Pescados Capitales presenta su capítulo más contemporáneo

POR NATALY

El rumor salino del mediodía limeño se filtra entre las mesas como un presagio. En Pescados Capitales, ese clásico de Miraflores que aprendió a contar historias a través del mar, algo vuelve a renacer. Tras...

El rumor salino del mediodía limeño se filtra entre las mesas como un presagio. En Pescados Capitales, ese clásico de Miraflores que aprendió a contar historias a través del mar, algo vuelve a renacer. Tras siete años, la casa marina presenta una nueva carta que no busca solo innovar: busca reformular el acto de comer como un rito de deseo, donde cada plato es una pequeña herejía celebrada con elegancia.

Un mar que se reinventa sin romper su marea

En esta nueva etapa, el restaurante abraza una contemporaneidad sobria, sin renunciar a su espíritu irreverente. Las 18 creaciones inéditas se articulan como un mapa sensorial del litoral peruano, donde cada ingrediente aparece con una intención narrativa: textura, memoria, carácter.

La chef ejecutiva Elba Velarde lo resume como una filosofía culinaria donde el producto manda y el significado se cocina a fuego lento. “Respeto absoluto por el producto”, insiste, como si cada plato contuviera una lección secreta del océano. Aquí, los antiguos pecados capitales mutan en gestos virtuosos: la Humita con salsa de mariscos se vuelve un abrazo cálido; la Causa de pulpa de cangrejo, un guiño a la tradición; el Cebiche Tentación y el Cebiche Nikkei, juegos de tensión entre acidez, indulgencia y modernidad.

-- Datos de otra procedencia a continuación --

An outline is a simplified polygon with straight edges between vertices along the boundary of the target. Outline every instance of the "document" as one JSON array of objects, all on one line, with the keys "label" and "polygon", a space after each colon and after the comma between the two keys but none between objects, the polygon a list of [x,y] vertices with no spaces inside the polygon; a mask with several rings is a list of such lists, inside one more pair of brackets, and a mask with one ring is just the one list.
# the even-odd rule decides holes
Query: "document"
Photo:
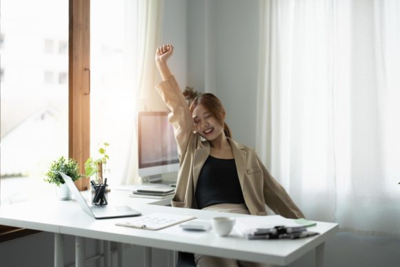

El arte de pecar con estilo

Bajo el concepto provocador “Pecar es humano. Repetir, divino.”, la nueva carta propone un recorrido que se lee como un manifiesto. Hay guiños orientales sutiles, equilibrio en cada contraste y un lenguaje visual más afinado: vajillas que enmarcan, colores que dialogan, cocciones que cuentan.

Incluso los postres —renovados por completo— se construyen como aperturas, no como finales. La degustación de helados artesanales peruanos aparece como una forma dulce de recordar que el territorio también se saborea en frío. Todo respira una curaduría más integral, más consciente de la estética y el tiempo.

Veintitrés años después, el mito se actualiza

Para Stefano Susffalich, CEO del Grupo Civitano, la renovación no es ruptura, sino continuidad. Habla de una marca con más de dos décadas de historia, reconocida por un público que volvió tantas veces que terminó por convertir el restaurante en un ritual limeño. Hoy, Pescados Capitales afina su carácter: más contemporáneo, más visual, más atento a la evolución del comensal sin renunciar a su esencia marina.

La nueva barra, los sabores afinados y la narrativa de marca consolidan un restaurante que busca no solo alimentar, sino sugerir una forma de mirar el mar peruano: vasta, compleja, profundamente nuestra.

El mar siempre encuentra maneras de volver a empezar. Esta carta —ya disponible en los locales de Miraflores y Chacarilla— no solo celebra esa persistencia, sino que la convierte en identidad. Pescados Capitales no cambia de rumbo; simplemente afina la brújula para navegar, una vez más, hacia lo memorable.